Using matrix factorizations

The most common use of matrix factorizations is to solve linear systems. Therefore all the dense and structured sparse matrices include a solve method which computes the most suitable factorization, and invert it onto the given right hand side vector or matrix.

For somewhat better performance, you can use a LU or Cholesky decomposition. These allow you to perform the factorizations in-place are reduces memory copying.

Direct solver or factorizations are not available for the unstructured sparse matrices. For those you can use iterative solvers.

Using the iterative solvers and preconditioners

Large-scale problems can be difficult to store efficiently in dense or structured sparse matrices, hence it becomes necessary to use an unstructured sparse format. Memory efficient solvers for such matrices are based on the iterative Krylov subspace methods (conjugate gradients, residual minimalization, etc). MTJ includes the most common iterative solvers along with some common preconditioners.
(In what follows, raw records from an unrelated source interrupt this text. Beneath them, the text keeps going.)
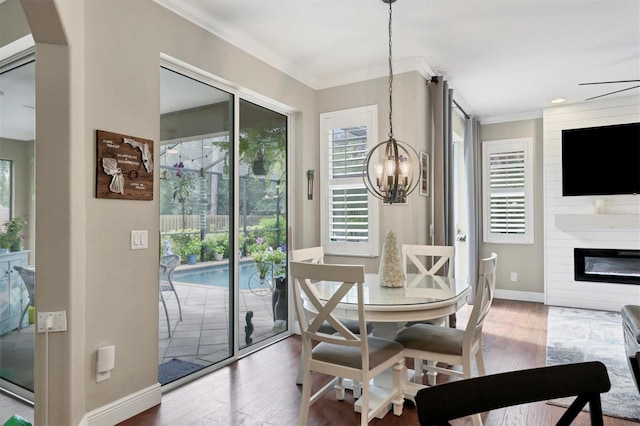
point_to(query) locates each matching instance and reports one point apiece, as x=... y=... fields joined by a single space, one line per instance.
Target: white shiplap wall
x=619 y=227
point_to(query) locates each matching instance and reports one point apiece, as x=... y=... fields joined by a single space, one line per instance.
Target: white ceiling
x=505 y=59
x=501 y=57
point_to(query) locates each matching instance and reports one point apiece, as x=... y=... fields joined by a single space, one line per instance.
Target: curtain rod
x=460 y=108
x=434 y=79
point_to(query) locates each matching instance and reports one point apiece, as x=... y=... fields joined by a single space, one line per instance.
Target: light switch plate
x=139 y=240
x=58 y=321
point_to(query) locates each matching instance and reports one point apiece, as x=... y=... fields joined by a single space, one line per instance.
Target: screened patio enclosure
x=223 y=210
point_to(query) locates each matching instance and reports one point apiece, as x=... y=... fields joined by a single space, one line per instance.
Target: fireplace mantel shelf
x=597 y=221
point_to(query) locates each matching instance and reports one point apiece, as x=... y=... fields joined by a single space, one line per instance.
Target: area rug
x=578 y=335
x=175 y=369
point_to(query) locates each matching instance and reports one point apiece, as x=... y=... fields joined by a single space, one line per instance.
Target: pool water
x=217 y=275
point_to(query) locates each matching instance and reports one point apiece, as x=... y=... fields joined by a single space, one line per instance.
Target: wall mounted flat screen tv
x=601 y=160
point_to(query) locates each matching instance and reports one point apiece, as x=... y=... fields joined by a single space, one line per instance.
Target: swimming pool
x=215 y=275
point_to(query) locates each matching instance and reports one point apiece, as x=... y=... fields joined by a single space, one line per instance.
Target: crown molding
x=197 y=17
x=527 y=115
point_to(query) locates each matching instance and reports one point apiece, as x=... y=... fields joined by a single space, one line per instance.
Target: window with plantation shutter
x=507 y=191
x=349 y=212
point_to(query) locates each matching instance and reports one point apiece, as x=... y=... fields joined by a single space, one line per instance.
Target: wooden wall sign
x=124 y=167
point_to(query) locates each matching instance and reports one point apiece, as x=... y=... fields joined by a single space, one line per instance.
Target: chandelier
x=390 y=168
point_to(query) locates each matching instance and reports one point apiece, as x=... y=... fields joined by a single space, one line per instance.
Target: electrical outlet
x=102 y=376
x=58 y=321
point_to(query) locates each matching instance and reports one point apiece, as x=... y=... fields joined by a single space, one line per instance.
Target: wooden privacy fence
x=212 y=222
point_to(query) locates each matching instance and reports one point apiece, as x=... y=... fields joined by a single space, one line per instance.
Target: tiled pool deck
x=203 y=334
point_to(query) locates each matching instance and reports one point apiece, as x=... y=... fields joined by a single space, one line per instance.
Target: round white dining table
x=422 y=297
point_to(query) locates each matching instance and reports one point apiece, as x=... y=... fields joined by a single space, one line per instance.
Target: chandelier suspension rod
x=390 y=75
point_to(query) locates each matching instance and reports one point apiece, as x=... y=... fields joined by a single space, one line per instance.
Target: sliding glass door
x=263 y=218
x=223 y=211
x=17 y=204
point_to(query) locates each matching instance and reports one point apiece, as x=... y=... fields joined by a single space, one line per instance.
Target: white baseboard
x=523 y=296
x=124 y=408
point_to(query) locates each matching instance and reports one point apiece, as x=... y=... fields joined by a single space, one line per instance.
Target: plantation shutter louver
x=507 y=191
x=349 y=214
x=348 y=203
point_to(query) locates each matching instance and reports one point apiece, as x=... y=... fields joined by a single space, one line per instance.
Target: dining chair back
x=28 y=276
x=452 y=346
x=342 y=354
x=168 y=264
x=316 y=255
x=428 y=260
x=439 y=259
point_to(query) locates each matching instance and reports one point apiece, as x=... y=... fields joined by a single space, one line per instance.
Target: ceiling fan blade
x=609 y=82
x=611 y=93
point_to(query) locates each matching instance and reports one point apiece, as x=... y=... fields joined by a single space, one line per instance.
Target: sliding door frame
x=239 y=94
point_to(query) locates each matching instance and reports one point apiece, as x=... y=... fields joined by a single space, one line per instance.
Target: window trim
x=525 y=145
x=360 y=116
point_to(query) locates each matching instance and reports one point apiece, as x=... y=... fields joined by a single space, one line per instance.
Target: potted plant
x=218 y=252
x=260 y=254
x=276 y=258
x=4 y=243
x=10 y=236
x=191 y=249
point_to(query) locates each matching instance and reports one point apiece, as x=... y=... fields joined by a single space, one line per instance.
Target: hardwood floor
x=260 y=389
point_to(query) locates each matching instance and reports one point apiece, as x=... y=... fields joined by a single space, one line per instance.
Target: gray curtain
x=442 y=152
x=442 y=198
x=472 y=162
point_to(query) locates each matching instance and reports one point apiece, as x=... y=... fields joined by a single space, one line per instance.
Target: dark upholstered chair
x=630 y=315
x=437 y=405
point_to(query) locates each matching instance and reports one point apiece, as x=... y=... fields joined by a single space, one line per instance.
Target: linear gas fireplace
x=607 y=265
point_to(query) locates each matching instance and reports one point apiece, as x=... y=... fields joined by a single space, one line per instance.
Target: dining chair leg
x=476 y=419
x=418 y=371
x=357 y=389
x=166 y=314
x=339 y=387
x=431 y=375
x=399 y=373
x=305 y=398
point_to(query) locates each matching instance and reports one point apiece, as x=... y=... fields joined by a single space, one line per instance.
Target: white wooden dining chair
x=428 y=260
x=439 y=259
x=454 y=346
x=316 y=255
x=342 y=354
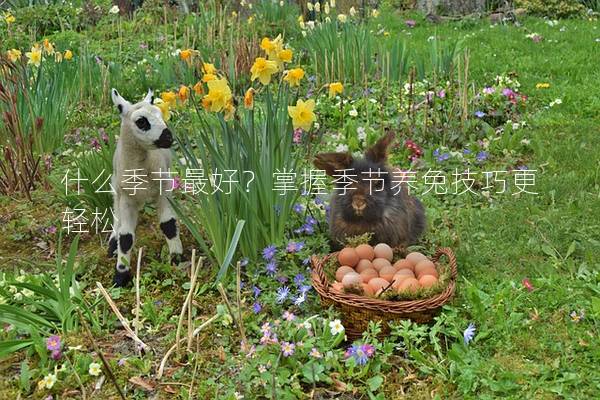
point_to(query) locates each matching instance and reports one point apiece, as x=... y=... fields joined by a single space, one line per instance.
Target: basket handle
x=446 y=251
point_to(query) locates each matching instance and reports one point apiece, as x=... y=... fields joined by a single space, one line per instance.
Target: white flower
x=94 y=369
x=336 y=327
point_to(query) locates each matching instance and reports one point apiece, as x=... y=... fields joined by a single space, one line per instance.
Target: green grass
x=527 y=346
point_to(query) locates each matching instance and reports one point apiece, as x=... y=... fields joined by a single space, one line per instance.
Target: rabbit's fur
x=395 y=218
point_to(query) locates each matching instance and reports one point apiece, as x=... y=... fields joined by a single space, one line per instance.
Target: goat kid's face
x=144 y=120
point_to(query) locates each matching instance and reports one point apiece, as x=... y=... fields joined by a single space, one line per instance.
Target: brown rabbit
x=370 y=204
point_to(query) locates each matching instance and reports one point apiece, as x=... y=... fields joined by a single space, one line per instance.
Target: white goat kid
x=141 y=163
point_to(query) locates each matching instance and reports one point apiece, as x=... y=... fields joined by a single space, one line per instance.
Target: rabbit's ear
x=378 y=153
x=331 y=162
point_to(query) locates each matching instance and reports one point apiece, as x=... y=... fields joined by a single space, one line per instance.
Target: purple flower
x=508 y=92
x=269 y=252
x=294 y=247
x=287 y=348
x=469 y=333
x=282 y=294
x=299 y=279
x=297 y=138
x=53 y=343
x=271 y=267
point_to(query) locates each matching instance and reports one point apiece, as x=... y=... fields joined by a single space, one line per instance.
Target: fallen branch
x=120 y=316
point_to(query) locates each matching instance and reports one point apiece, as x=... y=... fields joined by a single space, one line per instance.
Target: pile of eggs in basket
x=372 y=269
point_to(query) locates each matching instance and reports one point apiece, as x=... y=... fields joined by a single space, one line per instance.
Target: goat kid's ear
x=379 y=151
x=149 y=97
x=330 y=162
x=120 y=102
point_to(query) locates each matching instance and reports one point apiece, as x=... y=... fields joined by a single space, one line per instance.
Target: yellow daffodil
x=209 y=68
x=294 y=76
x=186 y=55
x=198 y=89
x=34 y=56
x=302 y=114
x=285 y=55
x=208 y=77
x=164 y=108
x=48 y=47
x=184 y=93
x=249 y=99
x=263 y=69
x=169 y=98
x=335 y=88
x=14 y=55
x=219 y=95
x=9 y=18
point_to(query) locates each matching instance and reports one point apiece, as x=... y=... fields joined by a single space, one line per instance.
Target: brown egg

Here is a code-fragment on how to use such a solver in conjunction with a preconditioner:

CompRowMatrix A;
DenseVector x, b;

// Allocate storage for Conjugate Gradients
IterativeSolver solver = new CG(x);

// Create a Cholesky preconditioner
Preconditioner M = new ICC(A.copy());

// Set up the preconditioner, and attach it
M.setMatrix(A);
solver.setPreconditioner(M);

// Add a convergence monitor
solver.getIterationMonitor().setIterationReporter(new OutputIterationReporter());

// Start the solver, and check for problems
try {
  solver.solve(A, b, x);
} catch (IterativeSolverNotConvergedException e) {
  System.err.println("Iterative solver failed to converge");
}

Reading and writing matrices

For testing purposes, it is useful to export and import matrices. MTJ supports matrices in coordinate format, and every matrix has a toString method which outputs the matrix in the sparse coordinate format. Only the non-zero entries of the matrix are printed, and indices are 1-offset for compatibility.

Some matrix formats can be automatically constructed from a MatrixVectorReader. These are: DenseMatrix, CompRowMatrix, CompColMatrix, and CompDiagMatrix.

Using a native BLAS

MTJ has the possibility to use a native BLAS instead of JLAPACK. This gives much higher performance on dense matrix operations, sometimes even the theoretical maximum amount of flops. To access the native BLAS, it is necessary to compile the Java Native Interface (JNI) of netlib-java. Note that this should not be done unless profiling shows that the majority of the time is spent performing the matrix algebra.